Los problemas habían llamado a mi puerta.

Literalmente.

Desde la planta alta escuché el timbre sonar y, sabiendo que no se trataba de Koen, porque habíamos acordado que con un mensaje bastaba para que saliese y lo encontrase al final del callejón, abrí la puerta de la habitación para escuchar de quién se trataba.

El pelinegro había insistido en recogerme en la mismísima puerta, pero yo estaba empeñada en ahorrarle una confrontación vergonzosa con mis padres. Y menos mal, porque cuando escuché a mi madre saludar a la vecina, supe que la conversación iba, de alguna manera u otra, a terminar mal para mí.

Intenté no darle demasiadas vueltas al asunto, Koen vendría a por mí en cuestión de minutos y todavía tenía que terminar de maquillarme y ponerme el vestido que había escogido de mi armario. Sin embargo, no me quedó más remedio que soltar una maldición al darme cuenta de que, por culpa de mis manos temblorosas y del pánico a que mi madre subiera, me había hecho daño con el pendiente.

Estaba revisando mi maquillaje en el espejo de mi habitación cuando escuché el ruido de varias zapatillas subir las escaleras y me obligué a tomar aire, preparándome para lo que vendría a continuación.

Mi madre no se molestó en llamar a la puerta o en anunciarse. Como esta estaba entornada, la empujó suavemente para mirarme por primera vez en meses.

—¿Por qué la vecina dice que estás saliendo con una personalidad pública?

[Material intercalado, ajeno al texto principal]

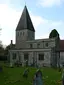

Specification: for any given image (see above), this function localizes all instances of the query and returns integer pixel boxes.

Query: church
[9,6,64,67]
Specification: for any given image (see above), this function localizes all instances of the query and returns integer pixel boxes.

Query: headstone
[62,69,64,85]
[33,69,43,85]
[0,66,3,72]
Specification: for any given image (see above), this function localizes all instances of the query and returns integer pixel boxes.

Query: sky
[0,0,64,45]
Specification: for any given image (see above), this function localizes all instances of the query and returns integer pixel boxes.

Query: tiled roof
[16,6,35,32]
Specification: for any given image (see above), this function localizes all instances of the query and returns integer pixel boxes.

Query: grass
[0,63,61,85]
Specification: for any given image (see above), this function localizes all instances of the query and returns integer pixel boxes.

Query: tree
[49,29,60,39]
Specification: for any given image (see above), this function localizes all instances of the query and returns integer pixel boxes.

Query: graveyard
[0,62,62,85]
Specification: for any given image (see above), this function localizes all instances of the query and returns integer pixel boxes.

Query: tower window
[39,54,44,60]
[24,54,28,60]
[37,43,40,48]
[30,44,33,48]
[17,32,19,36]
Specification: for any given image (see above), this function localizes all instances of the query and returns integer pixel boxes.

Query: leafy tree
[49,29,60,39]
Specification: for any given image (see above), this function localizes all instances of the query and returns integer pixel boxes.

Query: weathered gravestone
[33,69,43,85]
[0,66,3,72]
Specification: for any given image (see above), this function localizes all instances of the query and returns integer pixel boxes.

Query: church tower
[16,6,35,45]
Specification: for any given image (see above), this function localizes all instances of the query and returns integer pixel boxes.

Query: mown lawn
[0,61,61,85]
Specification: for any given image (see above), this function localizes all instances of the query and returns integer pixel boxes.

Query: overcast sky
[0,0,64,45]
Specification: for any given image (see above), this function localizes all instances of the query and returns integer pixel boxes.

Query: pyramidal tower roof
[16,6,35,32]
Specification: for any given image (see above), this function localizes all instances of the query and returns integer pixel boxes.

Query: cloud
[31,14,64,39]
[0,4,21,45]
[0,4,64,45]
[38,0,64,7]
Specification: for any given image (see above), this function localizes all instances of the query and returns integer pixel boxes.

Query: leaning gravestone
[0,66,3,72]
[33,69,43,85]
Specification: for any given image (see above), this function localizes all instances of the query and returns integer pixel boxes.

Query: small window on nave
[30,44,33,48]
[39,54,44,60]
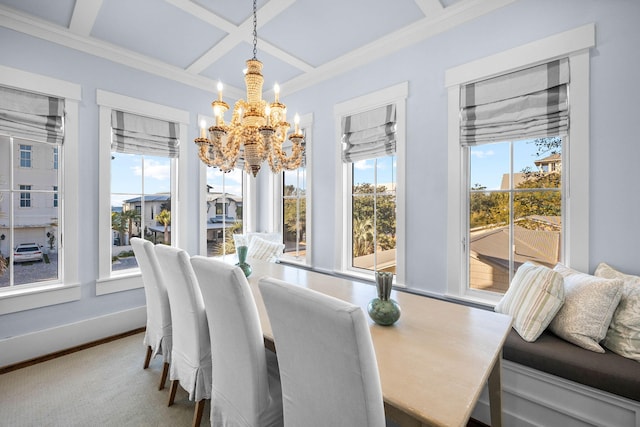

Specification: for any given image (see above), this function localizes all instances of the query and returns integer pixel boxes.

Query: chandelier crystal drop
[194,0,304,177]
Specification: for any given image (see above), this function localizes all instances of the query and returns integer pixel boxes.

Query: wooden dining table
[241,260,512,427]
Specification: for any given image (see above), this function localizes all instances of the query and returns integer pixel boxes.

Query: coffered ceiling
[0,0,515,95]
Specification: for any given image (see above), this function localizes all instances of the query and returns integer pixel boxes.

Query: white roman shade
[342,104,396,163]
[0,86,64,144]
[460,58,569,145]
[111,110,180,157]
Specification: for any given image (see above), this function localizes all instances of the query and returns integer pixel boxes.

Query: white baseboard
[0,306,147,367]
[471,360,640,427]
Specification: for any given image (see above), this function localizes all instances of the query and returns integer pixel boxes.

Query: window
[273,114,313,265]
[20,144,31,168]
[0,72,80,314]
[205,167,245,256]
[465,137,564,293]
[96,90,189,295]
[447,25,594,305]
[20,185,31,208]
[334,83,408,284]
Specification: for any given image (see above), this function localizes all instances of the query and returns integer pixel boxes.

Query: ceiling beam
[69,0,103,37]
[184,0,300,74]
[414,0,444,18]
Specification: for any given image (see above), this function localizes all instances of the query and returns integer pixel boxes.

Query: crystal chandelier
[194,0,304,177]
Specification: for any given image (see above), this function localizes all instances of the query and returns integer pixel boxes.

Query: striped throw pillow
[495,262,564,342]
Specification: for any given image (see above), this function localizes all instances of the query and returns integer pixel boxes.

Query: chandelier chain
[253,0,258,59]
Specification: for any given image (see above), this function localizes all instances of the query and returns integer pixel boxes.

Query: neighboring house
[207,189,242,241]
[111,193,171,244]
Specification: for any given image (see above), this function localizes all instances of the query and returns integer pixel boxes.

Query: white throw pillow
[495,262,564,342]
[549,264,622,353]
[247,236,284,262]
[594,262,640,362]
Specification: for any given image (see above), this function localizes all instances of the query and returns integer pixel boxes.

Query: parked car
[13,243,44,264]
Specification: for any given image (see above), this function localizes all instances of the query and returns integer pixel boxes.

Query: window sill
[444,291,502,310]
[96,270,144,296]
[0,283,80,315]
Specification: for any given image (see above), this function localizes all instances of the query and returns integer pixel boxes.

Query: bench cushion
[503,329,640,402]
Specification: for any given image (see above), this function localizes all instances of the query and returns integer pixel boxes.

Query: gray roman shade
[460,58,569,145]
[342,104,396,163]
[111,110,180,157]
[0,86,64,144]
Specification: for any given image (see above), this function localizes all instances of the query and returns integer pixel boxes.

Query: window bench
[472,330,640,427]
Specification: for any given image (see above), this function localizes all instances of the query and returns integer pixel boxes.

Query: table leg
[489,354,502,427]
[384,402,423,427]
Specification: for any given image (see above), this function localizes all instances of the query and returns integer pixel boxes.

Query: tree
[120,209,140,246]
[111,212,126,245]
[156,209,171,244]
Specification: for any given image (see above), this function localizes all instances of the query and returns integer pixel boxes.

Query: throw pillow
[594,262,640,362]
[549,264,622,353]
[247,236,284,262]
[495,262,564,342]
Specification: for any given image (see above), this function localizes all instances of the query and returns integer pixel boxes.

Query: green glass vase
[367,271,400,326]
[236,246,252,277]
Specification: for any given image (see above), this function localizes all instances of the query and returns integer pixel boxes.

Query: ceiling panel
[91,0,226,68]
[0,0,76,27]
[258,0,424,67]
[193,0,267,26]
[201,42,301,91]
[0,0,516,92]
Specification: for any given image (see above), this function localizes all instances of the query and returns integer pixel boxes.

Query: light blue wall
[0,0,640,339]
[286,0,640,293]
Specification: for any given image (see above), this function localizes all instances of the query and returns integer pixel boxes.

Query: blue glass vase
[367,271,400,326]
[236,246,252,277]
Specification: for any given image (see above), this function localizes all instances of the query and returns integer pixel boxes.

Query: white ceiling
[0,0,515,96]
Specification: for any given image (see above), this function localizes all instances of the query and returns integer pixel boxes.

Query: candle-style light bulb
[273,83,280,104]
[218,80,222,101]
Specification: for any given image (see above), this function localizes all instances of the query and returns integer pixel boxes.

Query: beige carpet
[0,333,210,427]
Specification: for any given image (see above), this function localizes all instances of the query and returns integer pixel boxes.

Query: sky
[470,140,550,190]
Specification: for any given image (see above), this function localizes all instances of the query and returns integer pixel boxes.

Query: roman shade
[460,58,569,145]
[111,110,180,157]
[342,104,396,163]
[0,86,64,144]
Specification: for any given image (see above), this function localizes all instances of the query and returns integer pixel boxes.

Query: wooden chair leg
[158,362,169,390]
[143,346,153,369]
[192,399,206,427]
[167,380,180,406]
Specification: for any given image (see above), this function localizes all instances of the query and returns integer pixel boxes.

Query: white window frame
[333,82,409,286]
[96,89,189,295]
[19,144,33,169]
[270,113,313,266]
[196,114,256,256]
[0,65,81,315]
[445,24,595,306]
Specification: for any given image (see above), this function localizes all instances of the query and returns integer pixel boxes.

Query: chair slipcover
[191,256,283,427]
[131,237,172,363]
[259,277,385,427]
[155,245,211,402]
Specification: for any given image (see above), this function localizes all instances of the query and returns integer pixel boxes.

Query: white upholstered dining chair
[131,237,172,390]
[259,277,385,427]
[191,256,283,427]
[155,244,211,426]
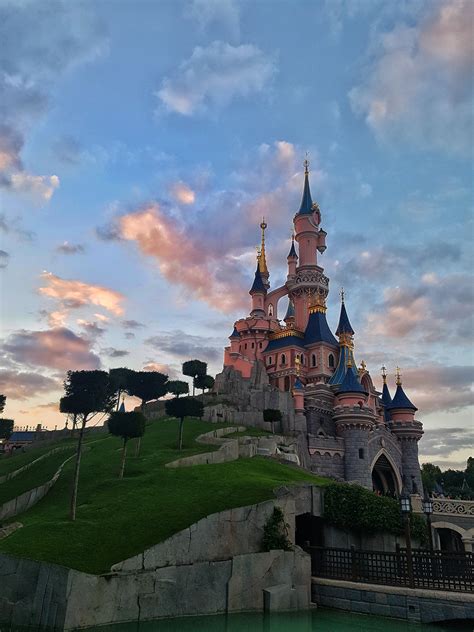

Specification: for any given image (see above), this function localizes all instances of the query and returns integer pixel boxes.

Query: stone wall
[311,577,474,623]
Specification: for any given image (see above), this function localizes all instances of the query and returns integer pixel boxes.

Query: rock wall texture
[312,578,474,623]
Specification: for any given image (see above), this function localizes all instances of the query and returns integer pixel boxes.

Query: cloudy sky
[0,0,474,465]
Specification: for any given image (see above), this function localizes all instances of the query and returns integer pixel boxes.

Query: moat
[88,608,473,632]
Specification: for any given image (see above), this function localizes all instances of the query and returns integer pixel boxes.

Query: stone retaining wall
[311,577,474,623]
[0,454,75,523]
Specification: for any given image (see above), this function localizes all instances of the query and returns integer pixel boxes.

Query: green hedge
[323,483,428,546]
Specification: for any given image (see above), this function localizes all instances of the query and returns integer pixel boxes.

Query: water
[88,608,474,632]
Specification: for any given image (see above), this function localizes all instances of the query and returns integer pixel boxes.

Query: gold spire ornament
[258,217,268,275]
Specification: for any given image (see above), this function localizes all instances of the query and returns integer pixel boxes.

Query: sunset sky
[0,0,474,467]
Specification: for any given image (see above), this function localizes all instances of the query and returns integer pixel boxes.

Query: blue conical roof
[389,384,418,411]
[304,311,338,347]
[287,239,298,259]
[297,169,313,215]
[338,367,367,395]
[283,298,295,320]
[381,382,392,421]
[249,263,267,294]
[336,301,354,336]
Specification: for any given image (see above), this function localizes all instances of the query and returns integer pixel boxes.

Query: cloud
[102,347,130,358]
[2,327,100,371]
[38,272,125,324]
[145,330,223,361]
[0,369,61,400]
[0,0,105,202]
[0,250,10,268]
[185,0,240,39]
[118,203,246,311]
[56,241,85,255]
[122,319,145,329]
[171,182,196,205]
[156,41,276,116]
[349,0,474,155]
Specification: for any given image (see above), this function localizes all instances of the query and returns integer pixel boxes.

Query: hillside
[0,420,326,573]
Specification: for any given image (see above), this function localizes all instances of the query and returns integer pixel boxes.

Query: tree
[165,397,204,450]
[64,371,115,520]
[107,411,146,478]
[127,371,168,456]
[263,408,281,434]
[109,367,135,410]
[59,395,82,436]
[183,360,207,397]
[168,380,189,397]
[193,375,214,395]
[0,419,15,439]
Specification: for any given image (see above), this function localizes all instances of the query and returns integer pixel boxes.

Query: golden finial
[258,217,268,275]
[397,366,402,386]
[303,152,309,175]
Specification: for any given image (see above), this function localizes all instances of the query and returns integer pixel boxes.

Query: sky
[0,0,474,467]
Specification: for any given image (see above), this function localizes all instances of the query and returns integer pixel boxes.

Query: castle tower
[333,359,375,489]
[388,367,423,494]
[287,160,329,331]
[329,289,358,386]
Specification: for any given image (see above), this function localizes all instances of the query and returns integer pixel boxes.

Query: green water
[89,608,473,632]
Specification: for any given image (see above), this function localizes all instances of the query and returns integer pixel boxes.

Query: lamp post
[400,490,415,588]
[423,490,433,553]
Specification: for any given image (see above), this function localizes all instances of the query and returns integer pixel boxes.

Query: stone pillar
[334,406,374,489]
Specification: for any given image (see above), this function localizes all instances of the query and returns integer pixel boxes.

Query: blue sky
[0,0,473,465]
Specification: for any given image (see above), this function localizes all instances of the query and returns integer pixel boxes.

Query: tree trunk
[69,416,86,520]
[178,417,184,450]
[119,439,127,478]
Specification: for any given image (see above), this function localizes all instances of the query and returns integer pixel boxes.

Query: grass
[0,420,326,574]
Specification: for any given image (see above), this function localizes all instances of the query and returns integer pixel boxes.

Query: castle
[217,160,423,494]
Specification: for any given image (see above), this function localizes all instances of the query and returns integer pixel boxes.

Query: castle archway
[371,450,402,496]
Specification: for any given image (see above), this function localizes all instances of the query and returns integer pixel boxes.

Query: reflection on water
[89,608,473,632]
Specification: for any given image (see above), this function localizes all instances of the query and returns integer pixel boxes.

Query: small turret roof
[389,384,418,412]
[336,299,354,336]
[287,239,298,259]
[338,366,367,395]
[304,311,338,347]
[249,262,267,294]
[297,160,313,215]
[283,298,295,320]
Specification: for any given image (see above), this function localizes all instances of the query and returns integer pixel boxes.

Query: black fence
[306,547,474,592]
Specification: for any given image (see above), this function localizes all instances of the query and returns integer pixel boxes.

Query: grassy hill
[0,420,326,573]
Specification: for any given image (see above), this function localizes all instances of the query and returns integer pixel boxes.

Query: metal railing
[306,547,474,592]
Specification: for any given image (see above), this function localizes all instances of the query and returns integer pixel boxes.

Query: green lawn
[0,420,326,573]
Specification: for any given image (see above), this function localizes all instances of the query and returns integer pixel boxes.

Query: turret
[293,160,326,268]
[286,233,298,277]
[388,367,423,494]
[249,260,267,317]
[329,289,358,386]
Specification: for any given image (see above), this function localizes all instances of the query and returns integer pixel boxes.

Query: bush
[262,507,293,551]
[323,483,428,546]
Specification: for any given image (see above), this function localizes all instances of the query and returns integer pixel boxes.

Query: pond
[88,608,473,632]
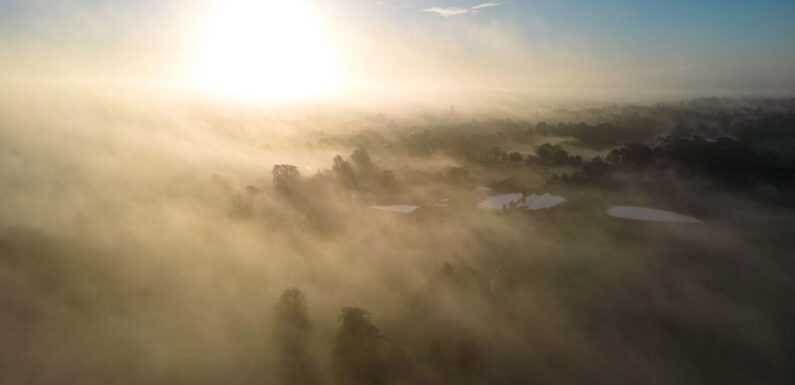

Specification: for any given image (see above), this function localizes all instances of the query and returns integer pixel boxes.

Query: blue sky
[0,0,795,90]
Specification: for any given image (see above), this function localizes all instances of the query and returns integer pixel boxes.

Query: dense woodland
[0,94,795,385]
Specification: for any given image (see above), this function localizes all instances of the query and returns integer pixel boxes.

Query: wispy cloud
[424,3,502,17]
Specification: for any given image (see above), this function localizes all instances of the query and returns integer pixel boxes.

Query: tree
[273,288,311,332]
[334,307,387,385]
[351,147,374,172]
[607,142,654,166]
[273,288,320,385]
[331,155,356,187]
[271,164,301,192]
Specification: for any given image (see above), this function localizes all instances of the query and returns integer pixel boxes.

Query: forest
[0,94,795,385]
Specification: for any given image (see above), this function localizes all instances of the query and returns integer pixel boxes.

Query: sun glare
[194,0,339,101]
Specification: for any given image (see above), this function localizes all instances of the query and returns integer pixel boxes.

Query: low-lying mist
[0,89,795,385]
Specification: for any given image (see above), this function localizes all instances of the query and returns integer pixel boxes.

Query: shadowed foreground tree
[334,307,388,385]
[273,288,320,385]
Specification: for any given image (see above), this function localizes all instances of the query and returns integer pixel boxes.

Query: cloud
[424,3,502,17]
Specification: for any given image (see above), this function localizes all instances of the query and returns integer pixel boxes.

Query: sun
[193,0,340,101]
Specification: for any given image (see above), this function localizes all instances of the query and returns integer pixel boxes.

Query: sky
[0,0,795,97]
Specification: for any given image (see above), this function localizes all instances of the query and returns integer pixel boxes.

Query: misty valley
[0,91,795,385]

Demasiado cobarde como para apartar la vista de mis propios ojos, busqué a tientas el pintalabios que quería llevar esta noche y, sabiendo que la vecina estaba presente, justo detrás de ella, le respondí.

—Porque es verdad.

Su risa irónica me puso los vellos de punta.

—No me hagas reír, ¿en qué momento piensas que se fijaría en ti? Dime que no eres tú la de la foto y desmiente lo que está diciendo Maggie para que pueda irse. Demasiado tiempo está perdiendo ya con este sinsentido.

—No puedo desmentir algo que es cierto —repliqué, perfilándome los labios y fingiendo que no me temblaban los dedos.

—¿Esperas que me crea que lleváis saliendo meses y no se te ha ocurrido comunicarlo en casa? —replicó.

—Dado el estado de nuestra relación, que conoces perfectamente, y el hecho de que me gustaría llevar una vida normal, no, no se me ha ocurrido. Era un secreto.

—Pues si era un secreto deberías haberlo escondido mejor, no dejar que te cargase en mitad de la calle como si no pudieras caminar por tu maldita cuenta. No te crie para eso.

—Y gracias a Dios.

Así jamás le daría la espalda a alguien que me importase por un error y una historia mal contada. Cuidaría de los míos como nunca nadie me había cuidado a mí y lo daría todo por ellos.

Ahora que sabía cómo se sentía que te dieran la espalda, jamás lo haría con nadie que mereciera la pena.

Aquel era uno de los debates internos que había tenido a raíz del accidente. A menudo pensaba que mi madre tenía todo el derecho del mundo a no dirigirme la palabra y lo creía porque yo también estaba muy enfadada conmigo misma por permitir que sucediera semejante desastre.

Me costó mucho tiempo darme cuenta de que estaba pagando el precio de eso todos los malditos días, cada vez que veía la incapacidad de andar de mi padre y cada vez que mi madre me miraba como si quisiera echarme de casa para no tener que volver a verme nunca más. Estaba convencida de que mi padre era el responsable de que yo no estuviera en la calle, porque a ella ya no le quedaba ni siquiera un pellizquito de su corazón para compartirlo conmigo.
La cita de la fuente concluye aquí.